The Longshu wuming lun 龍樹五明論 T1420 "identifies itself as the sole remaining fragment of an enormous text of some ten thousand scrolls". The text (T1420 21.967b) attributes itself to Aśvaghoṣa and Nāgārjuna. Young cites Strickmann (2002, 170), who speculates that the larger text was composed in northern China during the sixth century, following Osabe Kazuo‘s 長部和雄 suggestion that it is an excerpt from the Wuming lun 五明論 listed in the Sui-Tang Buddhist catalogues as a translation completed in 558 by Jñānabhadra and Jinayaśa at Poqie si 婆伽寺 in Chang'an.
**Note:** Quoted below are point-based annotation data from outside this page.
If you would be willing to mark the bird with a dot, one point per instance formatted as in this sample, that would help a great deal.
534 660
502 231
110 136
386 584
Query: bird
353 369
Young argues that T1420 was attributed to Aśvaghoṣa and Nāgārjuna during the mid-Tang dynasty, around the time that the Wuming lun and the Poluomen tianwen 婆羅門天文 went missing from the canon, namely the 8th or 9th century. The evidence supporting this conclusion is threefold: (1) In the Xin Huayan jing lun 新華嚴經論 T1739 by Li Tongxuan 李通玄 (ca. 635-730), there is a passing reference to Nagārjuna’s talismanic seals. (2) Like T1420, The Jinpiluo tongzi weide jing 金毘羅童子威德經 T1289, composed around the 8th-9th centuries, gives a similar portrayal of Nāgārjuna and Aśvaghoṣa prescribing ritual techniques. This may have prompted some editor to ascribe T1420 to the two (Young refers to Osabe 1982, 243). (3) The Wuming lun and Poluomen tianwen were often associated with the non-Buddhist forms of the “five sciences”. "It is not difficult to imagine" that in order to ensure their preservation, an anonymous editor made an excerpt from the Wuming lun and ascribed it to Nāgārjuna. Furthermore, "by the middle of the Tang, Nāgārjuna had become associated with broader canons of Buddhist spell-craft, and was incorporated into the lineage of the burgeoning Esoteric Buddhist tradition."